另一种可以返回有界根的方法是将求根问题作为优化(例如最小化)问题,因为在优化问题中提供约束是有意义的。然而,你必须提供一个适当的目标函数,其最小值出现在原始函数的根上(对于这样的函数有很多选择,通常是启发式的选择)。
其中一个函数是平方和
f[0]**2 + f[1]**2 + ... + f[15]**2。很明显,这个函数的最小值为零,当和的每一项都为零时,也就是在它们的根处。你可以使用Scipy的least_squares来执行这个最小化,它也允许为优化变量提供边界。如果变量没有任何边界,并且使用相同的初始根估计值,
least_squares将返回与root相同的解:第一个
(Note
z_ls.cost是在该点计算的平方和,其为(在数值精度内)零。)现在,使用
least_squares将估计值约束为非负:第一个
返回的估计值确实有非负元素。但是,
z_ls.cost(明显)大于零,表明该解 * 不是 * 根。
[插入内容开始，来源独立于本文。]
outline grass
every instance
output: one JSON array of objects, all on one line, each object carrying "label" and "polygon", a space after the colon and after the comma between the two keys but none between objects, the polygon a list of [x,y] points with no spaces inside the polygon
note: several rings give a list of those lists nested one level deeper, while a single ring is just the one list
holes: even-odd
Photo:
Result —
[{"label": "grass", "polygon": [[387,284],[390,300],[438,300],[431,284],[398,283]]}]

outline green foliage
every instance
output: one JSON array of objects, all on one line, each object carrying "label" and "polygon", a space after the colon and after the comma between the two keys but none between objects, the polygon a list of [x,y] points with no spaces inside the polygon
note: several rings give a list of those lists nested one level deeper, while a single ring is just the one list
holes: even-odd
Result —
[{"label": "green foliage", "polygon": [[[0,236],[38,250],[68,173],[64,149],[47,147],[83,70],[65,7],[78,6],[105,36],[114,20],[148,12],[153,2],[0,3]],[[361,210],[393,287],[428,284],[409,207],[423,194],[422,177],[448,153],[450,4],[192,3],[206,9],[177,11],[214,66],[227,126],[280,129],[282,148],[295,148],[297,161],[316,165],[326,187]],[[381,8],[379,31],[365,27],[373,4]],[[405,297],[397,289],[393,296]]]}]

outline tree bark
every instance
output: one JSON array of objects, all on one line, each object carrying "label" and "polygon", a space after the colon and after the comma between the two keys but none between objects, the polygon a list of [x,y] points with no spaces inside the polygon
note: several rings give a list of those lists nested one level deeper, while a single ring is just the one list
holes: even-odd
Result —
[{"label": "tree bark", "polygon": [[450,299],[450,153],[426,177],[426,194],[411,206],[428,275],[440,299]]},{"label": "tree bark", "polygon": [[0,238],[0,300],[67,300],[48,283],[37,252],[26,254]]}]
这意味着以下两个结果之一:如果你对上述内容没有任何了解,你唯一能做的就是尝试不同的初始化值,并希望返回所需的根(直接通过
root或如上所述的最小化公式)。vh0rcniy2#
假设您要查找变量
v的值,该值始终为正。让求解器求出它的对数(
log_v = log(v)),然后设置v = exp(log_v),这样当求解器在整个域中搜索log_v时,v将始终为正。